Objet d´étude : Les réécritures

Textes et documents iconographiques
A - Virgile (70-19 av.J.-C.), L´Enéide, extrait du chant IV. (Le texte et la plupart des annotations proviennent de la Biblioteca Classica Selecta).
B - Pierre-Paul Rubens (1577-1640), La mort de Didon, huile sur toile.
C - Claude-Augustin Cayot (1667-1772), La Mort de Didon, marbre.
D - Paul Scarron (1610-1660), Virgile travesti, extrait du livre IV.

Ecriture

L´histoire : Parti de Troie, après la chute de la ville par les Grecs, Enée avec ses compagnons arrive à Carthage. La reine Didon tombe amoureuse de l'étranger. Le héros en oublie sa mission : la fondation d'une nouvelle ville. Rappelé à l'ordre par les dieux, il décide, craignant le désespoir de Didon de partir de Carthage sans prendre congé de la reine. Didon vient de comprendre l'abandon de celui qu'elle aime. Elle fait dresser un bûcher dans l'intention d'y brûler les armes, les vêtements de l'impie, le lit même où les deux amants se sont unis. Mais cette mise en scène n'est imaginée que pour tromper la sœur et la nourrice de Didon. Dans la violence de sa passion, c'est à elle-même que la reine destine le bûcher.

Texte A - Virgile (70-19 av.J.-C.), L´Enéide, extrait du chant IV.

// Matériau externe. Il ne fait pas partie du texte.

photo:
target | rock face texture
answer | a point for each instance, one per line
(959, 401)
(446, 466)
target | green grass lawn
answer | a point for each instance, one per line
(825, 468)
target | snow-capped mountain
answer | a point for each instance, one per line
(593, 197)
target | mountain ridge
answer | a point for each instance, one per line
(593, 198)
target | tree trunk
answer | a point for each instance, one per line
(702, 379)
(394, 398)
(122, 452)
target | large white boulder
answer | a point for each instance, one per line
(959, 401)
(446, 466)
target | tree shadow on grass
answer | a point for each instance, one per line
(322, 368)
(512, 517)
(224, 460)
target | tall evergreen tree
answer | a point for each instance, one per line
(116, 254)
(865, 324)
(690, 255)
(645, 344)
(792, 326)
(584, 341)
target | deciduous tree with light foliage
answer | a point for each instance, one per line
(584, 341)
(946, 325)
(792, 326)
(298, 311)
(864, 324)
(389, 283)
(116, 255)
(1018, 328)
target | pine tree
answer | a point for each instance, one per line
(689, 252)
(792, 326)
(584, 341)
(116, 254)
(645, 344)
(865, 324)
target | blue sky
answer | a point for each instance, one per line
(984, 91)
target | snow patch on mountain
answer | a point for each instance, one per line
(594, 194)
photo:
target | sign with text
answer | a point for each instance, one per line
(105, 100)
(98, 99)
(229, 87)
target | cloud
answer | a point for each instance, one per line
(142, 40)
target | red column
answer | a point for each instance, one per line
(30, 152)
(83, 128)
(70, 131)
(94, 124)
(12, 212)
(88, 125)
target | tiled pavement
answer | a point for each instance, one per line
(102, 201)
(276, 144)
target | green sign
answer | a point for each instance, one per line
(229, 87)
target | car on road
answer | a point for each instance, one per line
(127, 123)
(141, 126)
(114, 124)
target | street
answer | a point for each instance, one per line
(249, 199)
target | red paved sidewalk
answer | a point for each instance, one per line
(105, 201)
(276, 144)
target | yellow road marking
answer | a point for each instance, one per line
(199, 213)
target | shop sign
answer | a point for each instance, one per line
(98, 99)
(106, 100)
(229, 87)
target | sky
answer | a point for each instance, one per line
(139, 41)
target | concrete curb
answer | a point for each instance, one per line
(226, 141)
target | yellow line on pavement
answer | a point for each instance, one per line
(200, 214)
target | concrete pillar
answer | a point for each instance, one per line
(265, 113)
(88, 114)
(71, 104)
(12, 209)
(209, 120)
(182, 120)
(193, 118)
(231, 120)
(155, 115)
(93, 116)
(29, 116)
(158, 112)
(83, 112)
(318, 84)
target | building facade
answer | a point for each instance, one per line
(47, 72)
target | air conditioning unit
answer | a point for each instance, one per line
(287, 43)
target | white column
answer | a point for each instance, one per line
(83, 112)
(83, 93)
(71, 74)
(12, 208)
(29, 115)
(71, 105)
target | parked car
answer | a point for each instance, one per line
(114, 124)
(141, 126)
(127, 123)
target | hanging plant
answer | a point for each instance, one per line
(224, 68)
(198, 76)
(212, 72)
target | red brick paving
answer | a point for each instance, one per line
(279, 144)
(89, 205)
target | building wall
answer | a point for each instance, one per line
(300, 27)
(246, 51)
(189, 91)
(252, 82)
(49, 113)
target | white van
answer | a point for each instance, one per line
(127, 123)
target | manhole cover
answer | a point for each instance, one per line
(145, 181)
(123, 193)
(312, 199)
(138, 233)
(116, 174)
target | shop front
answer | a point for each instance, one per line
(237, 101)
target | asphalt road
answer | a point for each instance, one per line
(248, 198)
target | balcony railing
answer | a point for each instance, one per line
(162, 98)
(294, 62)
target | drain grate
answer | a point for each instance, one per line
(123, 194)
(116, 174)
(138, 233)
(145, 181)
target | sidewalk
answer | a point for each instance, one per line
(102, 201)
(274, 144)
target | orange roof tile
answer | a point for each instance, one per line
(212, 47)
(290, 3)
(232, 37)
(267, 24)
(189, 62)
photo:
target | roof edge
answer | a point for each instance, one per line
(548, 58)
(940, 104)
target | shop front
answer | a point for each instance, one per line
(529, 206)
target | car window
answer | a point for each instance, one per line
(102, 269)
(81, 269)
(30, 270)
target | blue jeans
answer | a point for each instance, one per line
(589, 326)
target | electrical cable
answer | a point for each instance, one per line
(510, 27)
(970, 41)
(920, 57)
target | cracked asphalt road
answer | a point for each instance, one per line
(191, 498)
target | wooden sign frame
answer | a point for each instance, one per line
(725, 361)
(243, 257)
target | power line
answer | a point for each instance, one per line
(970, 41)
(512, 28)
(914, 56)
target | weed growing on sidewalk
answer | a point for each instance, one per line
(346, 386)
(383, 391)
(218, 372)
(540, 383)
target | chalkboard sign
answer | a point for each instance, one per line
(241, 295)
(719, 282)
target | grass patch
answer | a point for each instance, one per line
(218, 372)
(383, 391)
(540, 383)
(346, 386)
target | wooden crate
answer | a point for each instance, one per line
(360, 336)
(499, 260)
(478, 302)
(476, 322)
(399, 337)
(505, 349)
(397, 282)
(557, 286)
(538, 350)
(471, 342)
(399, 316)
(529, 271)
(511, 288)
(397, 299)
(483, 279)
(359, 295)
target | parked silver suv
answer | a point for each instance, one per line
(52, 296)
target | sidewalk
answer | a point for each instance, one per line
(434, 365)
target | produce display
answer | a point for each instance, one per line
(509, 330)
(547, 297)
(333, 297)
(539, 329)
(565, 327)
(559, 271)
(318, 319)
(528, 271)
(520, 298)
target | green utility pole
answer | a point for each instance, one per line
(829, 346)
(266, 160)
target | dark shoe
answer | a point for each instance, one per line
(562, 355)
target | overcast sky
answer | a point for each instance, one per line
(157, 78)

[...] et, pressant ses lèvres sur le lit : "Nous mourrons invengée"
dit-elle, "mais mourons". "Oui, c'est ainsi que je veux rejoindre les ombres.
Que du large le cruel s'emplisse les yeux de ce feu,
que le Dardanien emporte avec lui le mauvais présage de notre mort."
Elle avait parlé, et les gens qui l'entourent la voient s'écrouler
sous le fer, en plein discours, l'épée écumante de sang
et les mains éclaboussées.
Un cri monte jusqu'en haut des pièces :
la Renommée [1] comme une bacchante [2] parcourt la ville stupéfiée.
Des lamentations, des gémissements, et des hurlements de femmes
retentissent dans les maisons; le ciel résonne de plaintes terribles,
comme si s'écroulaient Carthage tout entière ou l'antique Tyr [3] ,
lors d'une invasion ennemie, comme si des flammes déchaînées
s'enroulaient jusqu'aux faîtes des demeures et des temples.
Sa soeur a entendu, et à bout de souffle accourt, agitée, effrayée,
se lacérant le visage et la poitrine à coups d'ongles et de poings,
elle se rue au milieu du groupe, en criant le nom de la mourante :
"C'était donc cela, ma soeur ? Tu voulais me tromper [4]  ?
Voilà ce que me préparaient ce bûcher, ces flammes et ces autels ?
Abandonnée, que vais-je pleurer d'abord ? Dédaignais-tu, en mourant,
d'avoir ta soeur pour compagne ? Tu m'aurais appelée à partager ton destin !
La même douleur, la même heure nous auraient emportées toutes deux par le fer.
Mes mains ont-elles élevé ce bûcher, et ma voix invoqué les dieux
de notre patrie, ô cruelle, pour que tu sois ainsi exposée sans moi ?
Ma soeur, tu nous as détruits, toi et moi, le peuple et le sénat de Sidon [5] ,
et ta ville. Donnez-moi de l'eau, que je lave ces blessures,
et, si son dernier souffle erre encore, ma bouche le cueillera [6] ".
Ayant dit cela, elle avait gravi les hautes marches,
tenait dans ses bras sa soeur à demi-morte, la serrait sur son coeur,
en gémissant, et de sa robe elle étanchait le sang noir qui coulait.
Didon s'efforce de lever ses yeux lourds, puis défaille à nouveau,
tandis que sifflait la blessure [7] portée sous sa poitrine.
Elle se souleva trois fois, et, appuyée sur le coude, se redressa;
trois fois aussi elle retomba sur le lit, chercha de ses yeux vagues
la lumière du ciel, et gémit en la découvrant.
Alors Junon la toute-puissante, apitoyée par cette souffrance infinie
et ce pénible trépas, dépêche depuis l'Olympe la déesse Iris [8] ,
chargée de délivrer des liens de ses membres son âme en lutte.
Didon ne mourait pas à cause du destin ni d'une mort méritée;
elle partait avant le terme [9] , malheureuse, brûlant d'une folie subite;
c'est pour cette raison que Proserpine [10] ne lui avait pas encore arraché
de la tête le cheveu [11] blond, ni voué celle-ci à l'Orcus [12] stygien.
Iris donc, avec ses ailes d'or, tout humide de rosée,
tirant à travers le ciel, face au soleil, mille couleurs variées [13] ,
s'envole, descend et s'arrête au chevet de Didon. "Moi, sur ordre,
je porte à Dis [14] ce cheveu sacré, et te détache de ton corps".
Ainsi dit-elle; de la main droite, elle coupe le cheveu et, au même instant,
toute sa chaleur se dissipa et sa vie s'en alla dans le vent.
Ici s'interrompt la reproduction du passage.